Articles examining the effect of EMF on VEGFA and HIF1A are limited in the literature, and the results vary depending on the tissue/cell type examined and the intensity and duration of EMF. In a study using a mouse model of myocardial infarction, exposure to a pulsed electromagnetic field (PEMF) at 15 Hz (1.5 mT) and 30 Hz (3.0 mT) increased VEGF and HIF1A mRNA levels in heart tissue42. It has been reported that combined exposure of rats to PEMF (27.12 MHz, 12 times a day at 30-minute intervals) and radiofrequency electromagnetic field (0.5 mT, continuous) increases VEGF expression43. In a study conducted with 1321N1 cells, it was reported that PEMF exposure induced VEGF release independently of HIF1A, findings consistent with our study despite differences in tissue type, EMF frequency, and exposure duration44. In our study, no change in HIF1A gene expression was observed in the EMF group, whereas significant increases in VEGFA gene expression and protein levels were detected, suggesting that VEGF induction occurs independently of HIF1A. According to our results, EMF might have induced VEGF gene expression through activation of the PGE2 pathway of COX34, the TGF-β/SMAD signaling pathway45, the effects of growth factors46, or the NFKB signaling pathway35, independently of the HIF1A pathway.

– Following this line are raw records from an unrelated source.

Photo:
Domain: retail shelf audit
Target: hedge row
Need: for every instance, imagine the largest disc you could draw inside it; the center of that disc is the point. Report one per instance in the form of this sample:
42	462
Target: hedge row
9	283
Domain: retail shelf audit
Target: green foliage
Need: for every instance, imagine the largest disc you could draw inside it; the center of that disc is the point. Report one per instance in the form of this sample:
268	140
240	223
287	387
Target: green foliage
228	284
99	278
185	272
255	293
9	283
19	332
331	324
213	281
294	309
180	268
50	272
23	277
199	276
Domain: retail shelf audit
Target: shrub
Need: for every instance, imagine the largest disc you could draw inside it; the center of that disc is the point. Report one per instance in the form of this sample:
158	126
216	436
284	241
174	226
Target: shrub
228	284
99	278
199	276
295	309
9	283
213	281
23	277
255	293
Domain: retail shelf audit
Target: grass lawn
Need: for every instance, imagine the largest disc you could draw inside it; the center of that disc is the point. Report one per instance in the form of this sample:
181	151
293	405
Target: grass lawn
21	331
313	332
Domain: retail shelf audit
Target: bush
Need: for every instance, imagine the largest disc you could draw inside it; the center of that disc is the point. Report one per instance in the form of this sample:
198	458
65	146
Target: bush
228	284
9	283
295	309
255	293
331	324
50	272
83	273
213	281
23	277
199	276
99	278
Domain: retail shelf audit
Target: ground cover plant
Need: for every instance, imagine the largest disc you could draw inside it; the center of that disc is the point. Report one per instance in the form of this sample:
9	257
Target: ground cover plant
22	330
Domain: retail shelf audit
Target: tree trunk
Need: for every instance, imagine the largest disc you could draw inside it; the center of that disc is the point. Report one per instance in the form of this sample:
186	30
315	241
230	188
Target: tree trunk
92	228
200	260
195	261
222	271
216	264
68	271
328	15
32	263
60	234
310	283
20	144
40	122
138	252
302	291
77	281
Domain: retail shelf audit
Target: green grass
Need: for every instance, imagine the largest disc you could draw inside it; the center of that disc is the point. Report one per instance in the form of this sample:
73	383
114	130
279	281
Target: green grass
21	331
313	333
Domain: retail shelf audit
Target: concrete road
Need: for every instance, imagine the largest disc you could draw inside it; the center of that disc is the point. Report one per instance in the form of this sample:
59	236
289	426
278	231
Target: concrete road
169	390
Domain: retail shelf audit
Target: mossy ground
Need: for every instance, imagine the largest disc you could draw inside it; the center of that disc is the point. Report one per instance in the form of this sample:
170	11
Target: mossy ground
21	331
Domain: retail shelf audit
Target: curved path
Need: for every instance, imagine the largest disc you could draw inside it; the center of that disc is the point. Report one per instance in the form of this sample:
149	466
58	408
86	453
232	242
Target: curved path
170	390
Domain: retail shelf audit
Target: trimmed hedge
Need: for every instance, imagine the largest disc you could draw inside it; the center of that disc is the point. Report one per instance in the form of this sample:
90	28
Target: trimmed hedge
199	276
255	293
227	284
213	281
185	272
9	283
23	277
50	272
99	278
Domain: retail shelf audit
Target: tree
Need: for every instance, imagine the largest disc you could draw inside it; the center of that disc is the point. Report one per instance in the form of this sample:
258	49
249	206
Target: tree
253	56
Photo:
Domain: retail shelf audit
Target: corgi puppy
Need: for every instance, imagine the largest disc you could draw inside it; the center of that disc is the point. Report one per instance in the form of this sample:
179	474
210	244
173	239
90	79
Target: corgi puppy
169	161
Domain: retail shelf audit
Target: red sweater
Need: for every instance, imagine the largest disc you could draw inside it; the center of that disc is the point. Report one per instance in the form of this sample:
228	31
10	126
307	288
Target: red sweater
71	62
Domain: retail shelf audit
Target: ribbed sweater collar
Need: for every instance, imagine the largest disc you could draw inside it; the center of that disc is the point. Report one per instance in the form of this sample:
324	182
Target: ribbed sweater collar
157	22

Can EMF exposure cause testicular damage by increasing VEGF levels? The literature reports that 900 MHz EMF can cause inflammation12, and we previously showed that EMF at 2.45 GHz increases inflammation and testicular damage36. The increase in VEGF levels observed in the EMF group in our study may indicate testicular damage due to inflammation.

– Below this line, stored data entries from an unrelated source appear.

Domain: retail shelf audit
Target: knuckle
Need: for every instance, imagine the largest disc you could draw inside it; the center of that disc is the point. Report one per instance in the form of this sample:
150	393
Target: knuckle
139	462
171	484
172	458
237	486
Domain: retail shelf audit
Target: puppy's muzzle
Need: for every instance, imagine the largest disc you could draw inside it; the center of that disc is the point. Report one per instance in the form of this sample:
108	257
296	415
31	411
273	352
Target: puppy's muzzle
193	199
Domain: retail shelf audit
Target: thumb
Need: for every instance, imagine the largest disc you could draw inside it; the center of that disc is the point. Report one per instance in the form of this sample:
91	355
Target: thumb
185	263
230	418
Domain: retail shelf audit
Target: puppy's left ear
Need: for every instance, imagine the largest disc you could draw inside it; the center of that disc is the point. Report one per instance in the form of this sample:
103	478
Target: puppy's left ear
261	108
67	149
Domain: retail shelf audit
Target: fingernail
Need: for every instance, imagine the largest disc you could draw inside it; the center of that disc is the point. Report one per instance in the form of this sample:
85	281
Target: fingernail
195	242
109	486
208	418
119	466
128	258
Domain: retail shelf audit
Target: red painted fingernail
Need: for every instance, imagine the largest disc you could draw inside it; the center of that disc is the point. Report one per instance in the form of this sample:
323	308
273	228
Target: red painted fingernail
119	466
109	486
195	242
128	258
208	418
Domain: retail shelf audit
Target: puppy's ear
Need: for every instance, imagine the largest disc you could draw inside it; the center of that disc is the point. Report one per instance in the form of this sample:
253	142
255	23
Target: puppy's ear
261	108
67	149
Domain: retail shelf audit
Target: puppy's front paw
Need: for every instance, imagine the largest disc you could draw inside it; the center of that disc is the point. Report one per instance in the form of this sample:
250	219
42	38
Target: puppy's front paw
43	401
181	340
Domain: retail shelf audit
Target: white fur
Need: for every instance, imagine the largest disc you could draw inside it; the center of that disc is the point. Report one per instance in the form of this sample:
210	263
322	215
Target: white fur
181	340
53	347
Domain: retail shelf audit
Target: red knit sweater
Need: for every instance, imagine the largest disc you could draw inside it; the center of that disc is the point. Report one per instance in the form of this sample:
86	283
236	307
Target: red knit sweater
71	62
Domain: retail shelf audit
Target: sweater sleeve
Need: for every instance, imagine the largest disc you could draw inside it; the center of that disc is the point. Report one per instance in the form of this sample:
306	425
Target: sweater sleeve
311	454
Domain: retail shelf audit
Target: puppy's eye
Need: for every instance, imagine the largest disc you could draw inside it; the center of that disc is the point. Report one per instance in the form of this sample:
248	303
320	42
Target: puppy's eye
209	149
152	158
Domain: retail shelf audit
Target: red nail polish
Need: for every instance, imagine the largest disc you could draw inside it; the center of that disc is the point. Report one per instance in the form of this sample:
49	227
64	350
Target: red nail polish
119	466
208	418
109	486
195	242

It has been proposed that exposure to EMF induces significant histopathological and morphological alterations in the testicular parenchyma, with the seminiferous tubules as the primary target. Evidence from rodent models indicates a marked reduction in seminiferous tubule diameter, findings which are directly correlated with EMF exposure at various frequencies, including 800 MHz and 2.45 GHz47,48,49. These structural deformities, which include irregularly shaped tubules and epithelial cell abnormalities, collectively disrupt the spermatogenic microenvironment and functional testicular integrity50,51. Given their critical role in providing structural and metabolic support to germ cells and in maintaining the integrity of the blood-testis barrier, the loss of Sertoli cells severely disrupts the spermatogenic cycle and the delicate tubular microenvironment52,53. Further compromising the spermatogenic microenvironment is a significant decrease in tubule epithelial thickness, reflecting a deterioration in the structural organization and proliferative capacity of the germinal epithelium40,54). Our findings of reduced seminiferous tubule diameter, epithelial thickness, tubule density, and Sertoli cell count in the EMF-exposed group are consistent with this body of evidence, thereby supporting the notion that EMF can induce testicular damage.

Conclusions

Depending on the administered dose and duration, EMF may disrupt the testicular microenvironment through mechanisms such as oxidative damage and inflammation. This disruption can lead to an upregulation of VEGF via an HIF1A-independent pathway, such as activation of the PGE2 pathway of COX, the TGF-β/SMAD signaling pathway, the effects of growth factors, and the NFKB signaling pathway, ultimately resulting in testicular damage. Such a pathophysiological progression could consequently lead to dysfunction of the male reproductive system. Given the variations in exposure duration and frequency, the effects of both acute and chronic exposure to EMF at levels commonly encountered in daily life warrant further investigation in future studies.